Tout le sel de l’affaire est qu’on voit mal comment Washington pourrait réussir à circonscrire ces nouveaux incendies sans le soutien de… la Russie. Là encore, les contorsions s’annoncent spectaculaires et l’on se réjouit de voir les services de com’ de la Maison-Blanche à la manœuvre.
Une logique implacable
Tout le problème, c’est que les contorsions les plus extravagantes ne changeront rien au fait que le mal est là, constitutif du Système américaniste lui-même, et que donc rien ne pourra enrayer la logique destructrice engagée. Toutes les manœuvres destinées à éteindre les incendies en cours ou à venir ne feront qu’en allumer d’autres, toujours plus improbables, toujours plus ravageurs, tout simplement parce le mal ne peut qu’engendrer le mal.

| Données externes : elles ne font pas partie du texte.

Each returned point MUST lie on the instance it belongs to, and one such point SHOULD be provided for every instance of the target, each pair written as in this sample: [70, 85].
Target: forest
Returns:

Sous l’impulsion du néolibéralisme dévastateur du Système américaniste, même les rendez-vous les plus festifs sont désormais devenus symboles de honte et d’injustice, comme cette Coupe du monde de football aujourd’hui synonyme de corruption et de prévarication, et pourtant sensée faire émerger une joie primesautière de la misère des favelas.
Il peut paraître hasardeux de tirer un parallèle entre la manipulation des groupes terroristes sur les théâtres d’opérations atlantistes et les malversations de la FIFA, et pourtant, nous pourrions tout aussi bien y ajouter les OGM, le triomphe des banksters ou les tentacules liberticides de la NSA, car le principe régissant cette «pollution» globale du monde est pour nous le même : un Système corrupteur par essence, destructeur par nature.
«W.» avait finalement raison, «Mission accomplished» : le désordre est partout ! Mais il signifie aussi l’accélération de l’effondrement d’un Système qui finira nécessairement par se dévorer lui-même.